Family of apps and reality labs

When it changed its name from Facebook to Meta Platforms, management decided to switch up how the company reported its financials. It now has two segments: “family of apps” (Facebook, WhatsApp, Instagram) and “reality labs” (the metaverse and virtual reality division). The family of apps division, though marred by controversy, has continued to grow both revenue and profits over the past few years. From 2019 to 2021, revenue for the segment grew from $70 billion to $115.7 billion, and operating income grew from $28.5 billion to $56.9 billion.

With a market cap of $556 billion, that gives Meta’s stock a dirt cheap price-to-operating-income (P/OI) of 9.8 based on its family of apps division. So why are investors discounting family of apps so much when the social media apps have continued to grow and increase their profitability?

The uncertainty comes from Meta’s other segment, reality labs, which houses Oculus and its virtual/augmented reality research divisions. The division burned $10.2 billion in 2021, which is right around the annual burn rate Mark Zuckerberg said the division will run at for the foreseeable future. With only $2.2 billion in 2021 revenue (a small amount for a company of this size), there is still a long way for this division to grow and a lot of uncertainty over whether these investments will ever turn into a viable business. Given this uncertainty and how much money the division is expected to lose, it is understandable that investors are nervous about these moves from Meta Platforms.

Returning capital to shareholders

The good thing about this business, as compared to practically any other that is burning $10 billion a year on a venture-style bet, is that it is still able to generate tons of cash for shareholders. In 2021, Meta Platforms generated $39 billion in free cash flow, up from $23.6 billion in 2020, which is highly impressive given how much money the reality labs division is losing.

With so much cash coming in, Meta Platforms has started returning some to shareholders in the form of share repurchases. Meta’s share count has come down by 5.9% in the last five years, with the majority of that drop coming in the last year or so. For reference, management spent $19 billion on buybacks just in Q4 of 2021. At its current market cap of $556 billion, Meta should be able to reduce its share count by around 7% in 2022 if it spends all of its 2021 free cash flow on share repurchases.

FB Shares Outstanding data by YCharts

So where will Meta Platforms be in three years?

Given the differences between Meta’s two operating segments, it is hard to evaluate where this business will be at the start of 2025. It is likely the reality labs division will still be burning $10 billion a year, as that is Zuckerberg’s stated plan right now. Family of apps is harder to predict because of the nature of the social media industry. However, if we assume revenue will grow at 10% a year (which would be a big slowdown from its historical growth rate) over the next three years with stable operating margins, Meta’s family of apps division will be generating around $76 billion in annual operating income three years from now.

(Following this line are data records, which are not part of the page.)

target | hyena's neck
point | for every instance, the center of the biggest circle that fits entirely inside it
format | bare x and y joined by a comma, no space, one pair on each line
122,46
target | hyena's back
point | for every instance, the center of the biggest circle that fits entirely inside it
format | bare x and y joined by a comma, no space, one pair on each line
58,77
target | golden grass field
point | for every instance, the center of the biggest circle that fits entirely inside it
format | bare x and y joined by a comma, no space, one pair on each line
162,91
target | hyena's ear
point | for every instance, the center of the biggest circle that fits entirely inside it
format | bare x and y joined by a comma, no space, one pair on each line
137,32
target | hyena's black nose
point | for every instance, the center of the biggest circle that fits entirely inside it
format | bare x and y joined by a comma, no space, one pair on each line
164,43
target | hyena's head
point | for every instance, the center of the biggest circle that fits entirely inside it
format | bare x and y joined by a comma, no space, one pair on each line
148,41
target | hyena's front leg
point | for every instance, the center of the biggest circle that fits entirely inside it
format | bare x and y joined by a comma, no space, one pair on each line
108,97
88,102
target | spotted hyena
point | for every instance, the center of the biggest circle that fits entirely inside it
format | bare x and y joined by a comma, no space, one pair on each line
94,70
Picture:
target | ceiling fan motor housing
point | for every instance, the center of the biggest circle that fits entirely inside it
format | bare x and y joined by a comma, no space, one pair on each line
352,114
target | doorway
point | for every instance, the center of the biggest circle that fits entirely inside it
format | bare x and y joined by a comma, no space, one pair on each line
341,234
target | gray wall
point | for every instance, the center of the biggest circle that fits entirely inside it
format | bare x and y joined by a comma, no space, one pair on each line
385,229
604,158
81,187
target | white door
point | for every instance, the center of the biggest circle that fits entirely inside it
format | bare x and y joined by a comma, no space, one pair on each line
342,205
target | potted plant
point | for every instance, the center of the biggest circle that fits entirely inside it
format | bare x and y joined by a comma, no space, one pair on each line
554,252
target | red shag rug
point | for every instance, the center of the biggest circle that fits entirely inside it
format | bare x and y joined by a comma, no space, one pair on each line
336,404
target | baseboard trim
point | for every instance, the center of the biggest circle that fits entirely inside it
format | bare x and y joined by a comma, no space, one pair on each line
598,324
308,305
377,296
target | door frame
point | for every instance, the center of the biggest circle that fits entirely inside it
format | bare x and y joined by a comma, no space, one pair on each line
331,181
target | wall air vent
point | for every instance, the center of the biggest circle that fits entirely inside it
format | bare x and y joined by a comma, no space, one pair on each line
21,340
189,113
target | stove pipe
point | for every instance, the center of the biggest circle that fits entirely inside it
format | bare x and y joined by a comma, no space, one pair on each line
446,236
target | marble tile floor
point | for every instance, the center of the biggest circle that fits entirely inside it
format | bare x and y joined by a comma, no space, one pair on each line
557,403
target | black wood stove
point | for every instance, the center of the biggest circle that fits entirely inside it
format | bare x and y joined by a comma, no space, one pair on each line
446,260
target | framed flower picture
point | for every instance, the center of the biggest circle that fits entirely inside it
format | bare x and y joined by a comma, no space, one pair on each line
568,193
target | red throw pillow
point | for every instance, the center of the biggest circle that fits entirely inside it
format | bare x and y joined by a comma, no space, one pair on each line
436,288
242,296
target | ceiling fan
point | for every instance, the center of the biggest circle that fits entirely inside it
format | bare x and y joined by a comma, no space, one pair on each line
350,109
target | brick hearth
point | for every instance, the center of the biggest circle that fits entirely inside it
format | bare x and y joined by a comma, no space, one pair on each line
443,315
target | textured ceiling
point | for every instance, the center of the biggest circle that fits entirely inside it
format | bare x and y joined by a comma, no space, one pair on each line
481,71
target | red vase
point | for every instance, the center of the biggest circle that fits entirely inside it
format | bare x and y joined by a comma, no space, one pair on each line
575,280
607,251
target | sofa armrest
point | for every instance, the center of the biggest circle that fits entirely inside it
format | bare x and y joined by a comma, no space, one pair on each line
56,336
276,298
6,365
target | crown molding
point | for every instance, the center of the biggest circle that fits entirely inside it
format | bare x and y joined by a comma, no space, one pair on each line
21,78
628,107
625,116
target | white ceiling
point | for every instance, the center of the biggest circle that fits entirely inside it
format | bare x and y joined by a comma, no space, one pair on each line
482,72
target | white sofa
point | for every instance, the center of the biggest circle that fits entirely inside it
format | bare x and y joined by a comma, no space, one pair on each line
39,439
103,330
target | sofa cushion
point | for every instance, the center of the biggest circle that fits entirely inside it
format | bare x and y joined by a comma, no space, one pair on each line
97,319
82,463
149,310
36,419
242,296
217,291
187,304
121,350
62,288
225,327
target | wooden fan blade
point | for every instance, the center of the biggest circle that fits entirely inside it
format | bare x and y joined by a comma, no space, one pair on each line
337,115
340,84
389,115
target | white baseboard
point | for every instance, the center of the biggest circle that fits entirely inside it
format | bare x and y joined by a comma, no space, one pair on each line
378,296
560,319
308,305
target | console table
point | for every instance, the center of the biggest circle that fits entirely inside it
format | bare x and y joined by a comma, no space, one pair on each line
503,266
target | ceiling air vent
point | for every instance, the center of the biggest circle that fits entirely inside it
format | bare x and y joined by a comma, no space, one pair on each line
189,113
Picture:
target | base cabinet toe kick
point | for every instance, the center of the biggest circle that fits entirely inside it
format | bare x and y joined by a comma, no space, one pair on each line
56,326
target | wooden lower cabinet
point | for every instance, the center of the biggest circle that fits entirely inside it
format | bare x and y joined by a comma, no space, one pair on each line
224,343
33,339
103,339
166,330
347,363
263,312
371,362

Subtract $10 billion in reality labs losses and Meta Platforms’ consolidated operating income could be $66 billion in 2024. At its current market cap of $556 billion (which doesn’t include any benefits from buybacks), that would give the stock a P/OI of 8.4. Unless something drastic happens with the overall stock market from now until then, I think there is a chance Meta Platforms stock could be significantly higher three years from now.